The group differences were tested by applying a general linear model using the scanner; sex; age; and the symptom type, duration, and lateralization as nuisance covariates. Additionally, the effects of prior dopaminergic or antipsychotic medication use on SBR and other findings were separately tested by adding them to subsequent general linear model analyses. Analyses were restricted to the brain gray matter, pons, and midbrain (SPM WFU PickAtlas toolbox; http://www.nitrc.org/projects/wfu_pickatlas/ (21)), which showed specific tracer binding (i.e., SBR ≥ 1.0) by creating a single analysis mask that was used in all analyses. The mean SBR extracted from the ventral midbrain cluster that showed group difference (cluster size, 904 mm3; peak at −6 −14 −14; T = 6.78, familywise error (FWE)–corrected P < 0.000001) was used as a variable of interest to investigate dopaminergic correlations between the midbrain and striatal and extrastriatal regions. A conservative FWE-corrected P value of less than 0.05 at the voxel-level within the entire mask volume was considered statistically significant in all SPM analyses. The SBR values were extracted from statistically significant clusters with the Marsbar toolbox (http://marsbar.sourceforge.net/) to estimate the magnitude of the group differences and to illustrate the correlations. Clusters were overlaid on the T1-weighted MR image template using Mango software (version 2.6; http://ric.uthscsa.edu/mango). Individual-samples t tests were used for the group comparisons, with mean cluster SBR values and demographic variables. In addition, PD patients with and without tremor were compared using t tests to assess whether altered binding in SERT-rich regions was associated with motor symptom type. A P value of less than 0.05 was set as the level of significance in all statistical analyses run in SPSS (version 21.0; IBM Corp.).

RESULTS

The study sample included 124 (57.4%) PD men and 92 (50.5%) control men (χ2 = 2.02, P = 0.16). PD patients were slightly older than controls (mean age ± SD, 66.6 ± 10.4 y in PD vs. 63.9 ± 12.2 y in controls; t = 2.45, P = 0.02). The mean PD motor symptom duration ± SD at the time of SPECT scanning was 2.0 ± 2.5 y, and 148 (68.5%) of the patients had tremor. Only a few subjects had prior dopaminergic (n = 66, 15.7%) or antipsychotic (n = 45, 10.7%) medication. Antipsychotic medication was more common in controls than in PD patients (n = 38 [18.6%] vs. 7 [3.2%], P < 0.001), but there were no differences in dopaminergic medication use between the groups (n = 25 [12.3%] vs. 41 [19.0%], P = 0.06).

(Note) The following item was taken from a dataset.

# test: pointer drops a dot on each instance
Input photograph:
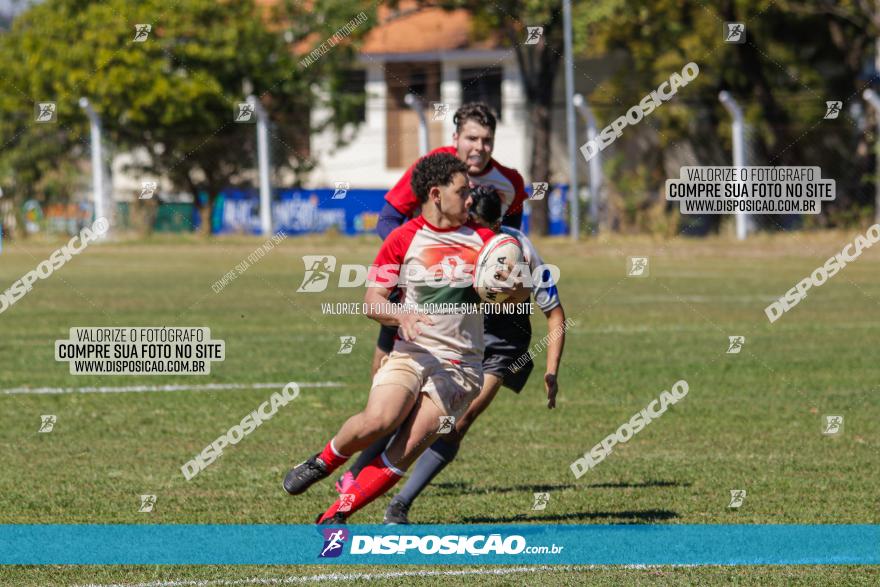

PD patients had lower 123I-FP-CIT binding in the striatum (as expected based on the study design), ventral midbrain, and prefrontal cortex than controls (Fig. 1). Additionally, the effect extended to the bilateral insula and medial temporal lobe. 123I-FP-CIT binding in the thalamus and raphe nuclei was bilaterally higher in PD patients than controls. The magnitudes of the group differences are presented in Figure 2. The presence of tremor was not associated with 123I-FP-CIT binding in the raphe nuclei (t = 0.56, P = 0.58) or left (t = 1.63, P = 0.11) or right thalamus (t = 0.03, P = 0.98) in PD patients.

FIGURE 1.
FIGURE 1.

Group differences between control and PD patients. Regions showing lower 123I-FP-CIT binding in PD patients are shown in red–yellow scale and higher binding in blue-light blue scale, compared with controls overlaid on brain T1 MR imaging template. Threshold is set to voxel-level FWE-corrected P < 0.05 (t > 4.56). PFC = prefrontal cortex.

FIGURE 2.
FIGURE 2.

Regional dopamine and serotonin transporter density. Average specific binding ratios extracted from statistically significant clusters shown in Figure 1. Mean (95% confidence interval) difference between Parkinson disease (PD) and control patients is given for each region. All group differences are significant at P < 0.001. SBR = specific binding ratio.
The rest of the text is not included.